DHS: Fiscal Year 2017 Entry/Exit Overstay Report (or Overstay Report). Visa Overstay Reports
It has long been well-known that substantial part of the nation’s undocumented population is composed of visa overstays, which combined with noncitizens who entered without inspection comprise the 11 million undocumented persons in the United States. On August 7, the Department of Homeland Security (DHS) released the Fiscal Year 2017 Entry/Exit Overstay Report (or Overstay Report). Visa Overstay Reports have been requested by Congress in recent fiscal years as a means to encourage development of a barometric Port of Entry visa checking system and to report on overstays that were identified as problematic in connection with the Sept. 11, 2001, attacks in the United States.
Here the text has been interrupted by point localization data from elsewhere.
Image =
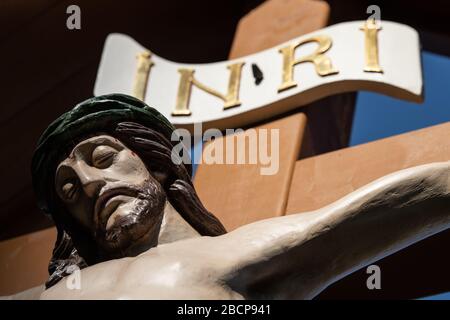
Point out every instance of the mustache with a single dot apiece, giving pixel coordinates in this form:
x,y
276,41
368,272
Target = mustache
x,y
145,216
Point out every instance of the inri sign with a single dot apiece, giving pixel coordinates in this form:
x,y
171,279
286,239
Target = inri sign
x,y
359,55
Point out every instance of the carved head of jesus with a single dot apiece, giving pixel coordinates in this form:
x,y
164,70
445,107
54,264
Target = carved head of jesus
x,y
104,172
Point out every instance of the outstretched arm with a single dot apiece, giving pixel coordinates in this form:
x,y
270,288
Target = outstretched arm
x,y
298,256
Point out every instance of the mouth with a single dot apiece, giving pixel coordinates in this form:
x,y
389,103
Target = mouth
x,y
108,202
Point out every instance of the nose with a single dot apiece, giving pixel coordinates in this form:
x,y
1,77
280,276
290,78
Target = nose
x,y
91,178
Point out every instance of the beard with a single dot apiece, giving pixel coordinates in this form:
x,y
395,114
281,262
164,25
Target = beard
x,y
138,229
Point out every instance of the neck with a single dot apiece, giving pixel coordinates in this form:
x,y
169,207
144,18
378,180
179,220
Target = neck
x,y
174,227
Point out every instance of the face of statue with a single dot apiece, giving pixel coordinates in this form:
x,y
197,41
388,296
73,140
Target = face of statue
x,y
108,189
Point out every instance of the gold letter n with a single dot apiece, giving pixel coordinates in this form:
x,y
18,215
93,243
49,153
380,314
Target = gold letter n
x,y
231,99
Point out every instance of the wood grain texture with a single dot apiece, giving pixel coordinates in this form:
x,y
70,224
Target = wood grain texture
x,y
237,193
277,21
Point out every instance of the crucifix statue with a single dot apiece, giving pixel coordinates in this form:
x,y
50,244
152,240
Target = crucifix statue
x,y
129,217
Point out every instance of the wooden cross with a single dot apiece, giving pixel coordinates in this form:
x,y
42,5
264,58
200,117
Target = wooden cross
x,y
238,194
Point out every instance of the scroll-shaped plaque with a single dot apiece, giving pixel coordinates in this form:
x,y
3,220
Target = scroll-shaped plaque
x,y
350,56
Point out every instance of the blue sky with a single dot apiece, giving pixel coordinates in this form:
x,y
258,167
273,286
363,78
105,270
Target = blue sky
x,y
378,116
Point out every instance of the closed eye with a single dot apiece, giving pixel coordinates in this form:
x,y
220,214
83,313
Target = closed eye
x,y
103,156
69,191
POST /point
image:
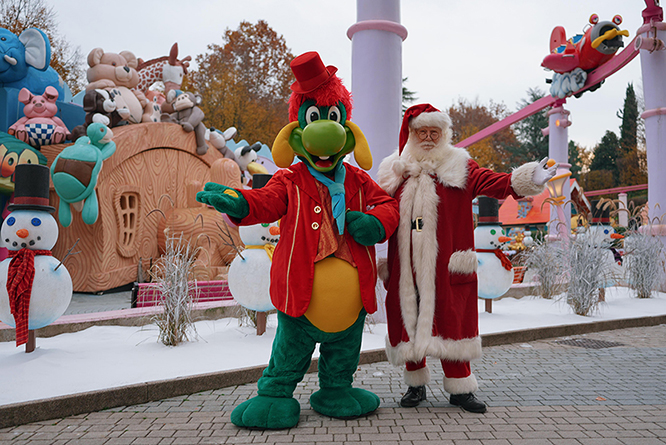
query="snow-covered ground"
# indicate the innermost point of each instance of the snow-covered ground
(109, 356)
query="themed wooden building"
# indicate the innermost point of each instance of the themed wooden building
(148, 185)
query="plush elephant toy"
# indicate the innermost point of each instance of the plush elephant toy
(24, 63)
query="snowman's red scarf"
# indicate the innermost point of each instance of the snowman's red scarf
(20, 276)
(499, 254)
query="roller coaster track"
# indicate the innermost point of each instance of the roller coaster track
(598, 75)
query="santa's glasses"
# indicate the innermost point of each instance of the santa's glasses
(434, 134)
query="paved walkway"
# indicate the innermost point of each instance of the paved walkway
(558, 391)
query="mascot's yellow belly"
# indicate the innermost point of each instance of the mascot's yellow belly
(336, 295)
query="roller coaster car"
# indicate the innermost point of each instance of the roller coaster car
(587, 51)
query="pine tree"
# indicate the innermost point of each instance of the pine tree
(533, 144)
(605, 158)
(408, 96)
(629, 166)
(575, 159)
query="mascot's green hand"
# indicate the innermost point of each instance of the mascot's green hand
(365, 229)
(225, 200)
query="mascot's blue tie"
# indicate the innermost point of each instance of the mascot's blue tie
(337, 190)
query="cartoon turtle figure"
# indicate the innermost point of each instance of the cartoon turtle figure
(75, 170)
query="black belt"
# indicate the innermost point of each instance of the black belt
(417, 224)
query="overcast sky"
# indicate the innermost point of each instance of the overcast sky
(485, 49)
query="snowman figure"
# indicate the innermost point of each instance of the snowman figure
(249, 272)
(494, 271)
(602, 232)
(35, 288)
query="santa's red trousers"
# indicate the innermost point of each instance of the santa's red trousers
(452, 370)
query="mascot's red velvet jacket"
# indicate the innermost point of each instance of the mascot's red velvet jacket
(300, 208)
(442, 320)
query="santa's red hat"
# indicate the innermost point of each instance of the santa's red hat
(422, 115)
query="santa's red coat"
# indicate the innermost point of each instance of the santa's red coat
(440, 319)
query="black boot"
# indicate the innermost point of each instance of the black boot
(414, 396)
(468, 402)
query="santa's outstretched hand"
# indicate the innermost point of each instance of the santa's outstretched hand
(544, 171)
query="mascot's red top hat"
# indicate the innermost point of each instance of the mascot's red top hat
(310, 72)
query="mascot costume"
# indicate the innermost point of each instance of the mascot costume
(324, 272)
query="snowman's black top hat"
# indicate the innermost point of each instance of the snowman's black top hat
(488, 211)
(31, 188)
(600, 213)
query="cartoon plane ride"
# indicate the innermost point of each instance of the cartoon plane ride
(587, 51)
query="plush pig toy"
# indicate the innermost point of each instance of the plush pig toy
(39, 126)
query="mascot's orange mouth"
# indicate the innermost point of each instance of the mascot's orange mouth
(322, 162)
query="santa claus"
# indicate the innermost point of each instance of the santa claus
(430, 273)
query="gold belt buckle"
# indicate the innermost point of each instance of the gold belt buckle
(419, 224)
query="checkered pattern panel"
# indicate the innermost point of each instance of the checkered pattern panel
(40, 134)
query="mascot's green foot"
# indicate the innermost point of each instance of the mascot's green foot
(344, 403)
(267, 413)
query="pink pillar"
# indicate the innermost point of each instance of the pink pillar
(651, 37)
(377, 74)
(558, 149)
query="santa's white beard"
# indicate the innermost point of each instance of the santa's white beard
(424, 151)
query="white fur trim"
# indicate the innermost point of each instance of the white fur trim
(437, 119)
(464, 350)
(382, 269)
(461, 386)
(463, 262)
(521, 180)
(419, 377)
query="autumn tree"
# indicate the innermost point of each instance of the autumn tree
(629, 158)
(469, 118)
(245, 81)
(18, 15)
(533, 144)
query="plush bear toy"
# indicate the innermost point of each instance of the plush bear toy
(323, 273)
(188, 116)
(117, 74)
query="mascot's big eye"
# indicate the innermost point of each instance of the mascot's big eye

DHS has determined that there were 52,656,022 in-scope nonimmigrant admissions to the United States through air or sea POEs with expected departures occurring in FY 2017; the in-scope admissions represent the vast majority of all air and sea nonimmigrant admissions. Of this number, DHS calculated a total overstay rate of 1.33 percent, or 701,900 overstay events. Overall, the overstay rate seems relatively low.
The report also breaks down the overstay rates further to provide a better picture of those overstays who remain in the United States beyond their period of admission and for whom there is no identifiable evidence of a departure, an extension of period of admission, or transition to another immigration status. At the end of FY 2017, there were 606,926 Suspected In-Country Overstays. The overall Suspected In-Country Overstay rate was 1.15 percent of the expected departures.
The U.S. government is using a multifaceted approach to enforce overstay violations, including improving entry and exit data collection and reporting, notifying visitors of an impending expiration of their authorized period of admission, cancelling travel authorizations and visas for violators, recurrent vetting of many nonimmigrants, and apprehending overstays present in the United States.